Drinks also produce less carbon intensity. Just make sure to choose healthy options such as vegetable smoothies and fresh fruit juices. For a better alternative, drink water. It certainly has amazing benefits to the body and definitely produces the least carbon footprint.
One good read about greenhouse gas emissions of fruits and vegetables is the working paper made for the Food Climate Research Network. The paper provides an in-depth analysis of the greenhouse gas emissions by the agricultural industry in the UK, starting from production, to transportation up to post-harvest processes.
No fruits and vegetables exist in the market today that are completely pesticide-free. There are still traces of pesticides, herbicides and insecticides in our food. However, to keep healthy and to lessen the risk for cancer or disorders, always aim to eat organic fruits and vegetables.

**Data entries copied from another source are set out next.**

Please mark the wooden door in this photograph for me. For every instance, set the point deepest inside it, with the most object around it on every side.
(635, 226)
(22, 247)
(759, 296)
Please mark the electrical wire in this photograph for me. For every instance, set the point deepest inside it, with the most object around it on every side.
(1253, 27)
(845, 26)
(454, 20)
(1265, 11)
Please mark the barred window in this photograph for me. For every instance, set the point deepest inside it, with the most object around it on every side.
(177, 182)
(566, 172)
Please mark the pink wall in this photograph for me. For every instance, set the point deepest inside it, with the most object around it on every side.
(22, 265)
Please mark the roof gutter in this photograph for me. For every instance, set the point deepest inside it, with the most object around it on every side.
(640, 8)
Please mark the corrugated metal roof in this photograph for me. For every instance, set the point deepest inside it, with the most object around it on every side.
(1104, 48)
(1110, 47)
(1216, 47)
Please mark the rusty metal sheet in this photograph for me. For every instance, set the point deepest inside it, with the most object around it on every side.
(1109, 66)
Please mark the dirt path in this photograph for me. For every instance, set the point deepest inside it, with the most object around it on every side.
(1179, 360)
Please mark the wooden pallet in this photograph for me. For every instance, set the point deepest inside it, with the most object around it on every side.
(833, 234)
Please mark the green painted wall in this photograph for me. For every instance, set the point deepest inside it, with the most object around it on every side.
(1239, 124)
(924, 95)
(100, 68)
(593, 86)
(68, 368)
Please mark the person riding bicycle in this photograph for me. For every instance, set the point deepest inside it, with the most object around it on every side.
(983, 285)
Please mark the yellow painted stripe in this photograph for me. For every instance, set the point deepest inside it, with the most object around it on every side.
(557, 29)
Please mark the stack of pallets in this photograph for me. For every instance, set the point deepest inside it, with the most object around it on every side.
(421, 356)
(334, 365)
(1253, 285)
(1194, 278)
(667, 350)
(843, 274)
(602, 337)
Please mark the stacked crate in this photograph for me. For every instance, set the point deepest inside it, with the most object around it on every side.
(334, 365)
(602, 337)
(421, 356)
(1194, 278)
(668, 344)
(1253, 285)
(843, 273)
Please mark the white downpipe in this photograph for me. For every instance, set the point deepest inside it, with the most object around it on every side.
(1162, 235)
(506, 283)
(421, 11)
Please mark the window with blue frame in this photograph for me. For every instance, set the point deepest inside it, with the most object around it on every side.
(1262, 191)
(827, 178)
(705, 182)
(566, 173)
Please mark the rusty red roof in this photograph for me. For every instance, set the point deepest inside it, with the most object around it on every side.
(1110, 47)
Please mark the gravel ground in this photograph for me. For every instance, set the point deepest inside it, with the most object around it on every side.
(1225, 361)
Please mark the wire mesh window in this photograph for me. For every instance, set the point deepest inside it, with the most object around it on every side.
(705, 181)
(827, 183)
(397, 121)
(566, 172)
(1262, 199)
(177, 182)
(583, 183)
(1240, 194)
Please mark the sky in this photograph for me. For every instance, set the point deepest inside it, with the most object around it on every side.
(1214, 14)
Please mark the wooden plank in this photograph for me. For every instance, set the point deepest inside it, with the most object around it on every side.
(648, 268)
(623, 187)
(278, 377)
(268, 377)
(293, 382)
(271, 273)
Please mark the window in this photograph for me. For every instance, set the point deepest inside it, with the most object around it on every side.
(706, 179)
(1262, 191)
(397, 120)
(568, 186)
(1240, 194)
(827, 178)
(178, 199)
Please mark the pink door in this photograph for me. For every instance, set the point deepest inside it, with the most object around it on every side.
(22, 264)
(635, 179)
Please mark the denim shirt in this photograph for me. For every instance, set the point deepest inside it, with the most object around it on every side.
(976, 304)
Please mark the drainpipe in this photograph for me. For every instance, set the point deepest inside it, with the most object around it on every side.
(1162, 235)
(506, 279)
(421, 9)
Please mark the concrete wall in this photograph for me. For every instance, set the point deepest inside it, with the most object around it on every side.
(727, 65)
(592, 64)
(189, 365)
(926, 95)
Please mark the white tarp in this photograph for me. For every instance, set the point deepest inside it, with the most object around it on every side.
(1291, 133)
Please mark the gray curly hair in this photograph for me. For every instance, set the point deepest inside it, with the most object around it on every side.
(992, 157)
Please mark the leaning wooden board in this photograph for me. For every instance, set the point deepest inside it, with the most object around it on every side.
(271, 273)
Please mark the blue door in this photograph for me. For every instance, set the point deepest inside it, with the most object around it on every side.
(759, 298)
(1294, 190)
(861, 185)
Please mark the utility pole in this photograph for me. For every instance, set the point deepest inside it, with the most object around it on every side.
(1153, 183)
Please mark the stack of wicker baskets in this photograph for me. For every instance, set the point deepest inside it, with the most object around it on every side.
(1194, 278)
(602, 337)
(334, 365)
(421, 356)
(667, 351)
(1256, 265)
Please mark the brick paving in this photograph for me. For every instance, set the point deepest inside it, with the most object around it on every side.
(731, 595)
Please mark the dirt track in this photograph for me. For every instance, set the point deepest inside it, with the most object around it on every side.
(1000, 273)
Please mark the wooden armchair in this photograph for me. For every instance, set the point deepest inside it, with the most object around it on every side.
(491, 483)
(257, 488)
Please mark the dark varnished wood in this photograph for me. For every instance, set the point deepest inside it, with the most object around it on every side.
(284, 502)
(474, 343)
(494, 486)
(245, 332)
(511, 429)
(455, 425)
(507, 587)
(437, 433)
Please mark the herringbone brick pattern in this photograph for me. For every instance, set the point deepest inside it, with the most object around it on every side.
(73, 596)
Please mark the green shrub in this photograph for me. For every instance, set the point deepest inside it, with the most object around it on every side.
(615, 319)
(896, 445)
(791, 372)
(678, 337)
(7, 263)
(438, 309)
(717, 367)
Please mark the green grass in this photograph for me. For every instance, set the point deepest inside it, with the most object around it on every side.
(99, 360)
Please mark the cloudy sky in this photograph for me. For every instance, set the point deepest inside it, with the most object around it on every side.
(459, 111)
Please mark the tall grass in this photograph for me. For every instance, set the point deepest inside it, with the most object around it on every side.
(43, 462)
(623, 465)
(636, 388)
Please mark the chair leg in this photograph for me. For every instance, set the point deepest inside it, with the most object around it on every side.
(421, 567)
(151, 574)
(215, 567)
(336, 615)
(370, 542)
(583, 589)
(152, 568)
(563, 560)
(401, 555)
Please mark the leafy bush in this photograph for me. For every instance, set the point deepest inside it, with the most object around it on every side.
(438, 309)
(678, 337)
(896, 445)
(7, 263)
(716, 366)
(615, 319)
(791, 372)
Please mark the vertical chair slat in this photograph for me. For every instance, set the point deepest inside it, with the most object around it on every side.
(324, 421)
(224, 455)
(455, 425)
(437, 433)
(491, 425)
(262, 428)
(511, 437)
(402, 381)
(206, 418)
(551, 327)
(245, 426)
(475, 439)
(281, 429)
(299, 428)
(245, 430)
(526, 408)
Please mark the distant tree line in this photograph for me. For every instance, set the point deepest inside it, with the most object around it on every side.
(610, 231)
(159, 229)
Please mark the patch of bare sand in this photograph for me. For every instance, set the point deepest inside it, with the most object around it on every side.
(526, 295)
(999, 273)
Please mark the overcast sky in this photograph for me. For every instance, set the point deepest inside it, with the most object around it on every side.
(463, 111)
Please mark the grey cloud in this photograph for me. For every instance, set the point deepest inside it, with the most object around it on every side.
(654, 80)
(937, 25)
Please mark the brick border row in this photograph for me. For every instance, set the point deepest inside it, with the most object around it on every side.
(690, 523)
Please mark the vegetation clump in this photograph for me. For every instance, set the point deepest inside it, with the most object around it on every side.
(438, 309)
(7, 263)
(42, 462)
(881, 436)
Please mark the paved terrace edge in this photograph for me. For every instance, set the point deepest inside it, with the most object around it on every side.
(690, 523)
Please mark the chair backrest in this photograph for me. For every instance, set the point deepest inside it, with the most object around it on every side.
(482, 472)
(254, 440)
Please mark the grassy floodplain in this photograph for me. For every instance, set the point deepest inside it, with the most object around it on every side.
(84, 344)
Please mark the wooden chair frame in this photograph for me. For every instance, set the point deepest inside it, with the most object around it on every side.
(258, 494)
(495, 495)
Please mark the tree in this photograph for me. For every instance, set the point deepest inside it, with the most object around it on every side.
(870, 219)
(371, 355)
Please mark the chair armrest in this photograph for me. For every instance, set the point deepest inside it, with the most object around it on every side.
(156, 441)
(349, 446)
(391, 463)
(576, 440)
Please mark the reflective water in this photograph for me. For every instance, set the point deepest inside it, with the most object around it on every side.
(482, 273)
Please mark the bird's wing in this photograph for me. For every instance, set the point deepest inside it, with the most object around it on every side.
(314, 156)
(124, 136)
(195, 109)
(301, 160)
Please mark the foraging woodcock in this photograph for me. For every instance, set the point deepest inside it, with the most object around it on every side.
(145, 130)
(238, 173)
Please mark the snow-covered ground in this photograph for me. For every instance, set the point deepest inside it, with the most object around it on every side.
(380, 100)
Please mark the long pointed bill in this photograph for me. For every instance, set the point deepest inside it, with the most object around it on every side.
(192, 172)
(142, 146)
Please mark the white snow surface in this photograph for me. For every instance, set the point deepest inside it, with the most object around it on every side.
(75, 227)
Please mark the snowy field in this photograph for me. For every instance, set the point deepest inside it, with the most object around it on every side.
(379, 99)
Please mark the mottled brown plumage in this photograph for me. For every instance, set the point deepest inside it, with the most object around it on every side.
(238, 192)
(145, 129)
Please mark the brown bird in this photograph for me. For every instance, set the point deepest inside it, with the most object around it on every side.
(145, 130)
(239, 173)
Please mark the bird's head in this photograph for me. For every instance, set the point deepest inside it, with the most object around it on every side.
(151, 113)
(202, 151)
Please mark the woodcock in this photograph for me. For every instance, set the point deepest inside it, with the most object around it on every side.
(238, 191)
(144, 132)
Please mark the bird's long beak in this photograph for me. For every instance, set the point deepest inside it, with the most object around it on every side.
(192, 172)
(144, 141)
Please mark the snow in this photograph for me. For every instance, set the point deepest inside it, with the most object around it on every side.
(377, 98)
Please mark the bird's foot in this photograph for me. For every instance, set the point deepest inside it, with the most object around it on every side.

The best option would be to grow your own to ensure that it is completely free from any chemicals. David Wolfe, the spokesperson for Nutribullet, founder and president of The Fruit Tree Planting Foundation, and author of many health and wellness books, such as Superfoods: The Food and Medicine of the Future; Longevity Now: A Comprehensive Approach to Healthy Hormones, Detoxification, Super Immunity, Reversing Calcification and Total Rejuvination and Eating for Beauty believes in organic farming and growing your own food.
However, if this is not possible, always make it a point to shop at local farmer’s markets. Local (or regional) produce is anything that is grown and transported less than a 400-mile radius. It would not hurt either to talk to your local farmers and vendors about their sold produce.